И словно свернулась спираль, унося в глубину свой звон и свечение. Пушкарев, изменив резко тон, вернул ему любезность и легкость. Отшутился на вопрос журналиста:
— Да какая уж там судьба! Пускал заводы. Матушку-Русь коптил. В министерстве, как говорится, чиновничал. А потом получил в награду этот лакомый ломтик земли. Вот и мнем его день и ночь, авось что-нибудь слепим!
С тихим смехом они притронулись к рюмочкам, завершая свидание.
— Ну что ж, благодарю, — сказал Пушкарев, — хорошо, что нас посетили. Буду ждать материал.
— Я вышлю гранки. Вы сможете внести коррективы.
— Не хотите написать о Солдатове? Под заголовком: «И в огне не горим»?
— Боюсь, что придется набирать заголовок: «Самолеты уходят без нас»!

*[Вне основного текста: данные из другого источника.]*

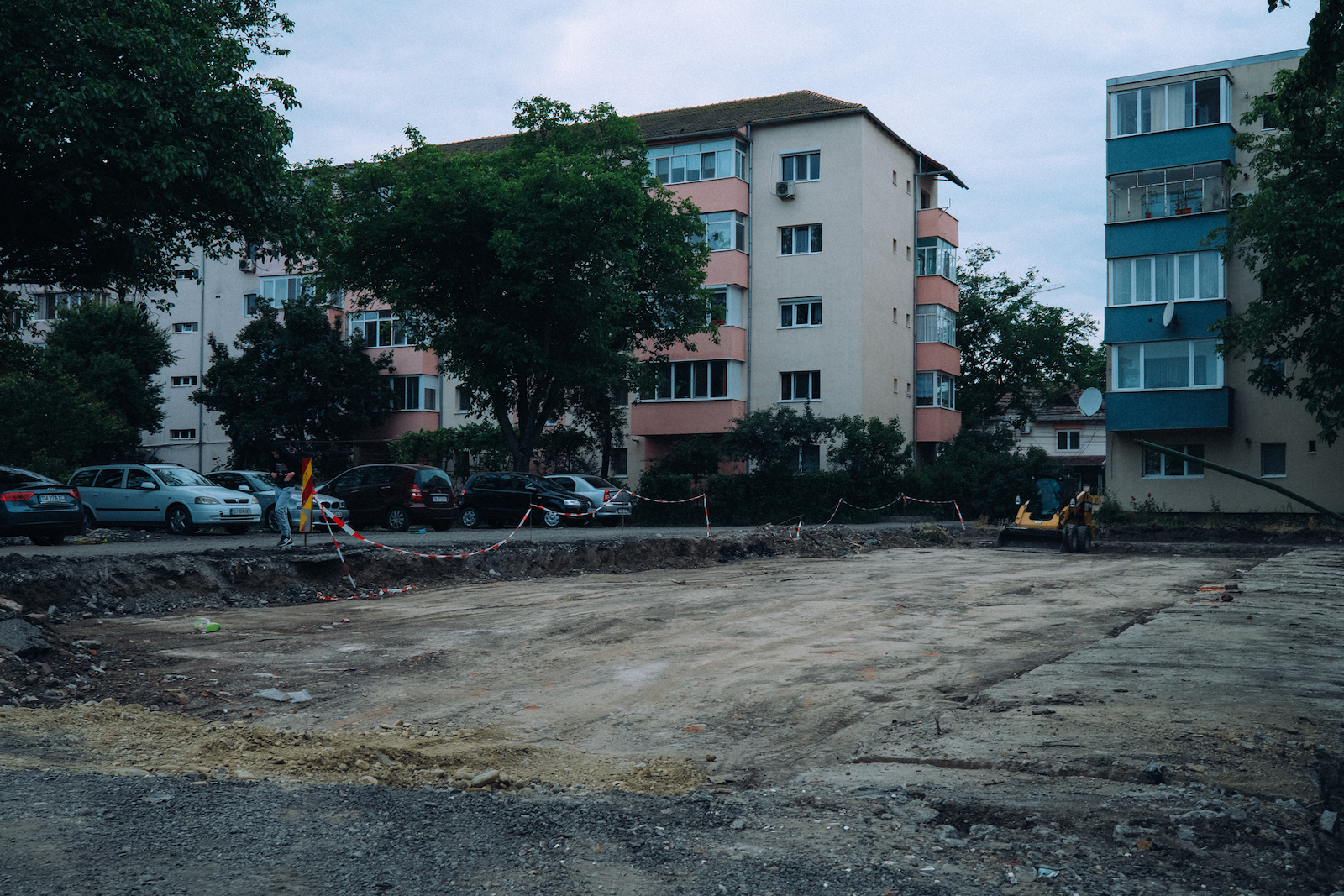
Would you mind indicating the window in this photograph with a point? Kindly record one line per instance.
(1166, 192)
(800, 385)
(725, 230)
(934, 389)
(1164, 278)
(1273, 459)
(1164, 466)
(699, 161)
(380, 329)
(800, 312)
(1176, 364)
(936, 255)
(801, 167)
(685, 380)
(405, 392)
(936, 324)
(800, 241)
(1187, 103)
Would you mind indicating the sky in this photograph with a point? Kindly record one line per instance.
(1010, 94)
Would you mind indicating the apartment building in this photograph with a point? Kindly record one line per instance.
(832, 259)
(1169, 177)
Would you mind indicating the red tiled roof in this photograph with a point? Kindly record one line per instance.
(732, 116)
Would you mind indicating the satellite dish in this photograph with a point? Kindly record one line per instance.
(1089, 402)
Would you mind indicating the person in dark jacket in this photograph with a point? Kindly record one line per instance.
(286, 472)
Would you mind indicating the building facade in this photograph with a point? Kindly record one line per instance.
(1171, 175)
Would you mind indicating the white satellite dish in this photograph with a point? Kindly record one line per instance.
(1089, 402)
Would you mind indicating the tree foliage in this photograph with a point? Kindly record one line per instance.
(297, 380)
(1288, 231)
(1015, 345)
(116, 352)
(134, 132)
(535, 271)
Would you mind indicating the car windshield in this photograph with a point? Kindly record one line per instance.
(181, 476)
(10, 479)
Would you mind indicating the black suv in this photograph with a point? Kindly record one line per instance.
(396, 495)
(494, 499)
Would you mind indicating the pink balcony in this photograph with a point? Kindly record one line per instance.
(937, 423)
(938, 356)
(933, 289)
(937, 222)
(685, 418)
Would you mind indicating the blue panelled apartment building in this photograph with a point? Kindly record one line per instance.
(1169, 179)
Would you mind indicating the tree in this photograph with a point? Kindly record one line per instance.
(535, 271)
(132, 132)
(114, 352)
(1015, 345)
(297, 380)
(1288, 231)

— Опаздываете? Ничего, я дам вам машину. А в аэропорт мы сейчас позвоним…
Он набрал номер:
— Здравствуйте, говорит Пушкарев. Ваш рейс сорок семь на подлете? Задержите его на полчасика. Да, не больше… Спасибо! — И повернулся к журналисту, вставая: — Повторяю: комбинату нужна реклама. Пусть о нем узнают и рабочие и интеллектуалы. Я жду и тех и других.
Пожимал на прощание чуть влажную от писания руку, дружески вглядывался в глаза. Провожал до дверей. Возвращался к столу, усмехаясь: «Ну вот и ладно. Московская птичка полетела в столицу перышки чистить. А мы еще тут покоптимся…»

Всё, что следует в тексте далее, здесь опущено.